2. Get a couple of CMAs. Invite at least three real estate agents to visit your home and give you their opinion of its likely selling price. Ask for a “comparative market analysis” (CMA), which shows the prices of comparable recently sold homes, on-the-market homes and homes that were on the market, but weren’t sold. The on-the-market homes are the “competition” for your home. Ask the agents why each home was included in the CMA and whether any other comparable homes were eliminated from the CMA. Price recommendations based on CMAs aren’t gospel. Some agents will tell you to under-price your home in hope of sparking a bidding war. Others will suggest a flatteringly and misleading high price to “buy” your listing only to demand a price reduction a few weeks later.
3. Do your own market research.
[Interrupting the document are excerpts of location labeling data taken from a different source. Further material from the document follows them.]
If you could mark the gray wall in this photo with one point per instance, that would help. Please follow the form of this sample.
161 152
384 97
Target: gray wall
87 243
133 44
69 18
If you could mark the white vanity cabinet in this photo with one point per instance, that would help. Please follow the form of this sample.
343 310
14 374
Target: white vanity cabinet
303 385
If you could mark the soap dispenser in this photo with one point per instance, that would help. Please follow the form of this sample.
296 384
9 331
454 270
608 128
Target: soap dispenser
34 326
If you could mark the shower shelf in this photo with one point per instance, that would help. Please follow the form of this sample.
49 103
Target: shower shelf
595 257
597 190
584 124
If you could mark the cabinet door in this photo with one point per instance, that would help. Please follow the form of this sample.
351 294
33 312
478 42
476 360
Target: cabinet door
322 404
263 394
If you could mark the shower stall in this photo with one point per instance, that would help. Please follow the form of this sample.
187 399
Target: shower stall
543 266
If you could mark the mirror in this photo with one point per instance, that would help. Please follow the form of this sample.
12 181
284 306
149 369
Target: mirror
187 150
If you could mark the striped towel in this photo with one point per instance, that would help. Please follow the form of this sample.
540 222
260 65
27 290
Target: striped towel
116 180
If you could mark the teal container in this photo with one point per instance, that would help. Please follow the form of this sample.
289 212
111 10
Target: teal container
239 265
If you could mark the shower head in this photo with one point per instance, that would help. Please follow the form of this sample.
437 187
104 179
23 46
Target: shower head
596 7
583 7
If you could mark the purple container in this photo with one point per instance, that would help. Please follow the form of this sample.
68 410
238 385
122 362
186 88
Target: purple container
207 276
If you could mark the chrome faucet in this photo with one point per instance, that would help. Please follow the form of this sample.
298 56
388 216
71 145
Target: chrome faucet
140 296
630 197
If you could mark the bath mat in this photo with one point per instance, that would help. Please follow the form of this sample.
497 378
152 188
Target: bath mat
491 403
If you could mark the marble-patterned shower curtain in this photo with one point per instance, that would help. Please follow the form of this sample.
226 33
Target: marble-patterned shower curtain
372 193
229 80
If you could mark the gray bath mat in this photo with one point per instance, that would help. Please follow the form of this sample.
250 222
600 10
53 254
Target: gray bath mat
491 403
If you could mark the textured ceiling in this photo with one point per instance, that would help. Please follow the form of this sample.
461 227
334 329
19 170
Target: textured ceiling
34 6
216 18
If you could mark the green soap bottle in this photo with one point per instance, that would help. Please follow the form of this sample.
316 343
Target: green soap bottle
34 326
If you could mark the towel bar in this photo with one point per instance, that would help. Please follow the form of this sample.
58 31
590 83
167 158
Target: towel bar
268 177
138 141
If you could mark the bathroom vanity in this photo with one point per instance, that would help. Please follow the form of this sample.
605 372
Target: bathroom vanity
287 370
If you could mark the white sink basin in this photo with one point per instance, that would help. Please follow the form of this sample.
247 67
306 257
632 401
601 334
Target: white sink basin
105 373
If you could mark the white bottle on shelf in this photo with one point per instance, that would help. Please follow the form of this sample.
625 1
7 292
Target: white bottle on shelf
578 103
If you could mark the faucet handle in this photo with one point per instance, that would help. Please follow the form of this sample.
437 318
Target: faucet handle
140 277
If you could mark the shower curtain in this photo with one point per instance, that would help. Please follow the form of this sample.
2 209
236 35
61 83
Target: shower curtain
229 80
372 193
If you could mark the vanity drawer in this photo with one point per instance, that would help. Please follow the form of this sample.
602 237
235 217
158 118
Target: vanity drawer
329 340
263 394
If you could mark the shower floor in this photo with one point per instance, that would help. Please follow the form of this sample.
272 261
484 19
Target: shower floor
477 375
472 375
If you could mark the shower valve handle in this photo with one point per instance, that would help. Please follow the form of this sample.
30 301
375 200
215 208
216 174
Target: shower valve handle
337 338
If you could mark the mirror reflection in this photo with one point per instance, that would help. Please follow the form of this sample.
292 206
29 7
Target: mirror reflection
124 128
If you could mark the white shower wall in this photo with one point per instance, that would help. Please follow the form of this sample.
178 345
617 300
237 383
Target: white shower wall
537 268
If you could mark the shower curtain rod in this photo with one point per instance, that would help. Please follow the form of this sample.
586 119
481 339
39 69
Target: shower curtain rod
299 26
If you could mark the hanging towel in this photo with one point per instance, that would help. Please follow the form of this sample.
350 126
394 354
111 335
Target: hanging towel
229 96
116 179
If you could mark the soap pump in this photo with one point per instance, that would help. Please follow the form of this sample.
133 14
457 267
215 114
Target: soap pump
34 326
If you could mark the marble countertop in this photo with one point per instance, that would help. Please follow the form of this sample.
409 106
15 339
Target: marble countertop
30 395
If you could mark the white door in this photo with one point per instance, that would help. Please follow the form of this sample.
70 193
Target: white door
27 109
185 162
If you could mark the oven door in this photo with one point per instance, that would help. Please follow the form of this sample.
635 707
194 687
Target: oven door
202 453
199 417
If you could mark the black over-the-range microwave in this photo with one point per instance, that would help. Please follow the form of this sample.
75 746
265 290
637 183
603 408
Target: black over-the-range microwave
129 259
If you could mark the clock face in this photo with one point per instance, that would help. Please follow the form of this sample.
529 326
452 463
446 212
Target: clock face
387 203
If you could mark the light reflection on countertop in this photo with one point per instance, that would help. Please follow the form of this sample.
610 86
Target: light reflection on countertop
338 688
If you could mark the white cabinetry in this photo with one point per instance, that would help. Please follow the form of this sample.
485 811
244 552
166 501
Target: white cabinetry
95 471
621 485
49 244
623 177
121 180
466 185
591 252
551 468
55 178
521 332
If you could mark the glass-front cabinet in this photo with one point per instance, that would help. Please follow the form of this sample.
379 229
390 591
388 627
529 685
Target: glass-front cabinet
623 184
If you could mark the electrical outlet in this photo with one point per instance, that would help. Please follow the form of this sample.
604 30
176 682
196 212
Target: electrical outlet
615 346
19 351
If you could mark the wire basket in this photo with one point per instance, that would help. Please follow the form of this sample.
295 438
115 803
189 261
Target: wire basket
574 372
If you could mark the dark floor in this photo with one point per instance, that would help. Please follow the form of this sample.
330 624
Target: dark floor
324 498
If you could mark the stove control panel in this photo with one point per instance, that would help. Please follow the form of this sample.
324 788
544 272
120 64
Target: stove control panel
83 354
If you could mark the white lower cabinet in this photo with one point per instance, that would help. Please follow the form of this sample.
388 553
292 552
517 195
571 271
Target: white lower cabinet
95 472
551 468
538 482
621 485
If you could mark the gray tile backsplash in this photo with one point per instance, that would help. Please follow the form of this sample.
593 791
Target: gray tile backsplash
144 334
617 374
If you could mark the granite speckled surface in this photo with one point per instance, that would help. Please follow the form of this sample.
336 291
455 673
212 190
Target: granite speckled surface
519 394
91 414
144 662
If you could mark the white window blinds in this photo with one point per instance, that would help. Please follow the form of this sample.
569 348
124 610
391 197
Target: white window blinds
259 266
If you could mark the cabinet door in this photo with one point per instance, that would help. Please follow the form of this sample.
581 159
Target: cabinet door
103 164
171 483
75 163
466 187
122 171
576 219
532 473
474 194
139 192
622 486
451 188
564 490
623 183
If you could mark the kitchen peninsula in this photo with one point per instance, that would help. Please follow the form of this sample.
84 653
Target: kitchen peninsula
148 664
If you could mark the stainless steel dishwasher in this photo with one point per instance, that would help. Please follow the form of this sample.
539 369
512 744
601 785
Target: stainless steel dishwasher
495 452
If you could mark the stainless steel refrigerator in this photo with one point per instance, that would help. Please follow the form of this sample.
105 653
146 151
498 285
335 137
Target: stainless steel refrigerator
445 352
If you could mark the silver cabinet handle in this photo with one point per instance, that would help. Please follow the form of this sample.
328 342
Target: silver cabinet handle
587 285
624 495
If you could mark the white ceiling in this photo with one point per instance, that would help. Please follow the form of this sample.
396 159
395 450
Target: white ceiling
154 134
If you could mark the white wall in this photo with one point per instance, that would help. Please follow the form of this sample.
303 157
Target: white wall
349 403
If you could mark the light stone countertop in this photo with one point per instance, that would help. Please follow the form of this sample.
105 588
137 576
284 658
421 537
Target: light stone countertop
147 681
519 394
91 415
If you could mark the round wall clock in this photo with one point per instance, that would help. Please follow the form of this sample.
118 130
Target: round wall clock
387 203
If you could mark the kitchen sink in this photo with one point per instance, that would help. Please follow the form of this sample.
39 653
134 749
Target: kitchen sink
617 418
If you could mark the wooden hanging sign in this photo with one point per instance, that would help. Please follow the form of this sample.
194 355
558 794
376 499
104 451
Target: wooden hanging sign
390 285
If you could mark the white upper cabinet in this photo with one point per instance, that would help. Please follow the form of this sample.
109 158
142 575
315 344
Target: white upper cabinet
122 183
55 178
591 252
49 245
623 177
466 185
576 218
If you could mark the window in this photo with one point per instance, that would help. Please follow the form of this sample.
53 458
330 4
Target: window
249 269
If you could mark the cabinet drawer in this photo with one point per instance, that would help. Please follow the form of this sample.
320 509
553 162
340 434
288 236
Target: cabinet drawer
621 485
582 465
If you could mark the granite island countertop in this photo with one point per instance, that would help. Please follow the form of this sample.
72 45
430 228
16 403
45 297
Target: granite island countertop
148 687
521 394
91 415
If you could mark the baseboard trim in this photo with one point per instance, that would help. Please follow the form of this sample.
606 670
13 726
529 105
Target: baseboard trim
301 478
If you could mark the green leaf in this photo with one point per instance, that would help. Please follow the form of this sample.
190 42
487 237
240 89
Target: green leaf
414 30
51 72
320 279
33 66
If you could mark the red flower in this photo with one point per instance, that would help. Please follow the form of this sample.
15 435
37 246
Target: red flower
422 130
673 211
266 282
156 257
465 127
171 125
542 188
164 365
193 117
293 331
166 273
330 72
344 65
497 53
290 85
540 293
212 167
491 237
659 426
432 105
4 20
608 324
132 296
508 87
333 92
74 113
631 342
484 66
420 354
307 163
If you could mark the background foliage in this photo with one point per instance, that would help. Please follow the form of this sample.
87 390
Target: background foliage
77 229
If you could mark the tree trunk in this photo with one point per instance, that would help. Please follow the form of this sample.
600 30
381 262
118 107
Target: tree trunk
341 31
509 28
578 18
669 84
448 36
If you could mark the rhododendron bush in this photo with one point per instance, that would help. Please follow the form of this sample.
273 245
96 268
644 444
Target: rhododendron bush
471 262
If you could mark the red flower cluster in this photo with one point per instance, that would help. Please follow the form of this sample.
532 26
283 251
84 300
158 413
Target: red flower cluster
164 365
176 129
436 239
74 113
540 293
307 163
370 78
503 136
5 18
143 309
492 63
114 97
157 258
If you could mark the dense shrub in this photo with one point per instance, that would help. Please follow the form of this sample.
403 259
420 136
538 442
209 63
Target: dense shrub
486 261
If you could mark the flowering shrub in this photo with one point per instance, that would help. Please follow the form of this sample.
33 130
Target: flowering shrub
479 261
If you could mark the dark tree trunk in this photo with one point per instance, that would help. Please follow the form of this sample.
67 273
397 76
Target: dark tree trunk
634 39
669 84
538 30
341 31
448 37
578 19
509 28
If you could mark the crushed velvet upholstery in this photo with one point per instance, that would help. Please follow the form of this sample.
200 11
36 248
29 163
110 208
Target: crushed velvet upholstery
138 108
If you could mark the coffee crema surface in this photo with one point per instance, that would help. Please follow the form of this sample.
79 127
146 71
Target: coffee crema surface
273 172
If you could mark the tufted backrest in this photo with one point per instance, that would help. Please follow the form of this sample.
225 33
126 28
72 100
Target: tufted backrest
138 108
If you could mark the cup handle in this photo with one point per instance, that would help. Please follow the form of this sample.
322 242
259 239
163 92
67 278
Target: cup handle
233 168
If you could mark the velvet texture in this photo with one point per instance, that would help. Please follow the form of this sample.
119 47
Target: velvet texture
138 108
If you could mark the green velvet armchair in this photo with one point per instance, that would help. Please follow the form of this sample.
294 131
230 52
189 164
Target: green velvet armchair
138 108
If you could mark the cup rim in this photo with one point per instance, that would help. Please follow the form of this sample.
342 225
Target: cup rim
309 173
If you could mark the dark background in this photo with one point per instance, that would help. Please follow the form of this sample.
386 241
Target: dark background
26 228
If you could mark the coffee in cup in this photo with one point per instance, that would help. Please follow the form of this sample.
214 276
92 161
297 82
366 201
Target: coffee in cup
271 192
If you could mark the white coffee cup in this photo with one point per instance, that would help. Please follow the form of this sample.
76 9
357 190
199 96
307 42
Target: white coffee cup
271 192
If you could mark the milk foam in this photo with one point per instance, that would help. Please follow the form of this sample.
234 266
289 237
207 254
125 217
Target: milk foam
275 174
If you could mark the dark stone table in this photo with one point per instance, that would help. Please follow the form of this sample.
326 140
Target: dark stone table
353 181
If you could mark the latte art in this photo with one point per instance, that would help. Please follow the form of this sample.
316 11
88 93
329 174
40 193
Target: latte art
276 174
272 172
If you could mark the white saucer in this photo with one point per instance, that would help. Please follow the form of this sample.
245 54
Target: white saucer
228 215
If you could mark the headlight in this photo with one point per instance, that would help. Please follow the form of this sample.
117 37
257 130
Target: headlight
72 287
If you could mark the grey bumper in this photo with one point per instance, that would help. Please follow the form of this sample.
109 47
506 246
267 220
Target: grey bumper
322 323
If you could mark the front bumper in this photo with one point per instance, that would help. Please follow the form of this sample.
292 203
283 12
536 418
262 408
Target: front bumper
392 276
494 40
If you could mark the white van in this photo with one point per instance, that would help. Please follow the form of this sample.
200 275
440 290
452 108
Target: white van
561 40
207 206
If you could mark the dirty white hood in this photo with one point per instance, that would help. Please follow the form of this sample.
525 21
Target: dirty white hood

Go to open houses in your neighborhood and try to make an impartial assessment of how those homes compare to yours in terms of location, size, amenities and condition. Assuming all the asking prices were the same, would you buy your home or someone else’s?
4. Calculate the price per square foot. The average price per square foot for homes in your neighborhood shouldn’t be the sole determinant of the asking price for your home, but it can be a useful starting point. Keep in mind that various methodologies can be used to calculate square footage.
5. Consider market conditions. Are home prices in your area trending upwards or downwards? Are homes selling quickly or languishing? Will your home be on the market in the spring home-buying season or the dead of winter? Are interest rates attractive? Is the economy hot or cold? Will you be selling in a buyer’s market or a seller’s market? Is the local job market strong or are employees fearful of staff reductions?
6. Sweeten the transaction terms. Some buyers have needs that go beyond the bottom line. If you’re willing to close escrow quickly, you’ll attract buyers who want to move in right away. If you can offer seller-financing, your home will appeal to buyers who need to stretch their financial resources. A lease-option can help first-timers who need downpayment assistance. The more creative and flexible you can be in meeting the buyer’s needs, the more success you’ll have in pricing your home to sell.